Voice of the woodcock

The land in summer is full of questions. Will heavy rains come and wash out the seed, or will the new variety of beans prove inferior? Will I get some of the projects off the ground that those long winter nights dreamed up, like clearing the brush out that runs against the edge of the woods, moving the toolshed out of the view of the bird feeders, and digging that much-needed ditch above the upper field to prevent the spring runoff from entering the garden?

I understand why Thoreau said he read few books the summer he hoed beans! You are so positive when morning breaks clear and lights up your bedroom that you will not only cultivate the lower field, but finish the fencing, haul the stones for that new foundation, and paint the back wall of the shop addition. By 10 a.m. you know you will only accomplish half of that work and by 3 p.m. you are satisfied with a third.

Unlike the pressures of the work in the city, however, where we are made to feel guilty if we do not complete certain tasks expected of us, here in the country whatever work we do accomplish makes us feel good. Everything is concrete and we can see accomplishment quickly. As we look around, there are the young fruit trees set out last year, the new pond, fields cleared that were stone and clay and that now are taking on a rich, dark hue as the soil is enriched each year, with compost and other organic matter. Subduing the woodlot is the hardest. Unwanted brush and dead, thorny trees all take time and patience to clear out. It is hard work, the kind you take in a sort of stride developed from learning the rhythm of the ax. A whole new perspective of the tree emerges and, as you stop to breathe and to wipe the sweat, you realize you live with a blend of savagery and philosophy. Does any other work give you much pause for reflection? Where else but in the woods, alone with only your tools and the great arching tangled mass of thicket, can you touch the margin of your mind with the delicacy of a crayfish's antennae?

I am attempting to bring order to these woods, I explain, as a thrush settles on a limb to question my presence. In the individual, as in the universe, order is a profound necessity. The work pattern used, however, is dispersed and interwoven with a spirit of pastoral and pioneer adventure not found in other occupations. It is characterized by an abundance of small but essential details demanding close observation. In farming, like few businesses, you must teach yourself every day to accept and solve new problems and benefit by new lessons. The granary of your mind is soon filled with knowledge of the habits of helpful and harmful birds and insects as well as the characteristics of plant growth.
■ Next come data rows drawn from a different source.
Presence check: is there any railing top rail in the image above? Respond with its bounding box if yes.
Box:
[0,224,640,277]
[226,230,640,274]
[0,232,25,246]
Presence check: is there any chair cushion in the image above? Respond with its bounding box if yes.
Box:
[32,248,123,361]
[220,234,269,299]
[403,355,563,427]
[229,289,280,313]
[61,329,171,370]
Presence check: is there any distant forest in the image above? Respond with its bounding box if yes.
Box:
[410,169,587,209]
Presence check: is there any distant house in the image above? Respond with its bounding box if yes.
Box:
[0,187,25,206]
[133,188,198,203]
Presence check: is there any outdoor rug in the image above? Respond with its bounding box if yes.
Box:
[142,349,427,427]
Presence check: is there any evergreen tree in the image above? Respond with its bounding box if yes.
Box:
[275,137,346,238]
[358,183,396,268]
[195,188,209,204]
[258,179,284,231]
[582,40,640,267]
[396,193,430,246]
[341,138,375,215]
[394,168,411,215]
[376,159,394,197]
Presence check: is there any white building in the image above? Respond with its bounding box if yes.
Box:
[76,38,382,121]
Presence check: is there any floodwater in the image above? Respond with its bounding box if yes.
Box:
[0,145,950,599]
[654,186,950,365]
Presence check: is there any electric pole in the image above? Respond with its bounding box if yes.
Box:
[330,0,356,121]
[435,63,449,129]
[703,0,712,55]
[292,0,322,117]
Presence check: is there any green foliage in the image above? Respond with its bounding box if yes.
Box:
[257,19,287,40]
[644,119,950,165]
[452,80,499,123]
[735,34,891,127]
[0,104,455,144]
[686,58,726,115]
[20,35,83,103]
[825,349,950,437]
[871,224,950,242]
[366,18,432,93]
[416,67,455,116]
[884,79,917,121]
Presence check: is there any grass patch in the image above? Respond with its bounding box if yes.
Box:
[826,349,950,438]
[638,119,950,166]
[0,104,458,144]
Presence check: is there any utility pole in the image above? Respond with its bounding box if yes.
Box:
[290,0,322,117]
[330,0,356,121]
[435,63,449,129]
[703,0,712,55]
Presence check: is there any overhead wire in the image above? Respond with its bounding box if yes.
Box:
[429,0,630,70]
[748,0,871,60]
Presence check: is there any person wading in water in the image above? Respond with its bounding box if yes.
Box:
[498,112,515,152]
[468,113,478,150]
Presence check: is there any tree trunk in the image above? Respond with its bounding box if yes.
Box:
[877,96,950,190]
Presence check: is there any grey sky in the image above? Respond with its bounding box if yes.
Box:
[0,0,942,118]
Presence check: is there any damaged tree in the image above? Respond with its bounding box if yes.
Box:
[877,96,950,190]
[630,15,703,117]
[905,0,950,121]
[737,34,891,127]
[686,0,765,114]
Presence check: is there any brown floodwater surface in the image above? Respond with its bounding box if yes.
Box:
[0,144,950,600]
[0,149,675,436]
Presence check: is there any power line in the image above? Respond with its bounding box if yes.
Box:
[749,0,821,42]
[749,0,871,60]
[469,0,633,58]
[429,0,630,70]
We cannot envision the specter of famine and impoverished fields in America because the soil has always been treated with pride. The farmer has harvested from the soil with an intensity not unlike the prophet's in the desert. Working with nature is the sweetest dream that labor can know, for it makes you live with love and humility.

Humility is what I experienced today when I went into the little toolshed to get a rake. Each year in the spring I emptied a basket that had obviously been the home there of a mouse during the winter. Today the basket again was full of soft fluff from cattails and milkweed, the softest material available for her babies. It was so full of the stuff I didn't see the mouse or the babies, but picked up the basket, went quickly to the pond, and proceeded to dump the fluff in, thinking it would be good material for birds to pick up. No sooner had I turned the basket over into the water than I saw the mouse fall, followed by the young ones. As I watched, the mother began swimming toward the opposite shore and to my astonishment, the babies miraculously were clinging to her back. They made the shore and scurried into the brush.

The devotion of this act, the love and commitment, made me realize how mindless I had been. Never would I disturb a mouse in that basket again. I would simply see that there were two baskets in the toolshed.

Had there been terror, panic? How do we read the lives of these creatures? How can we close the door of our tenderness against them? And you, poet, who live in this place, unknown among these woodland creatures, do you feel your spirit growing apace? Have you learned the manner of the flower's breathing? Does it smile at night? We are only a delegate to nature's conference, and the closer to earth's secrets we get, the more our thoughts rise heavenward like uplifted hands.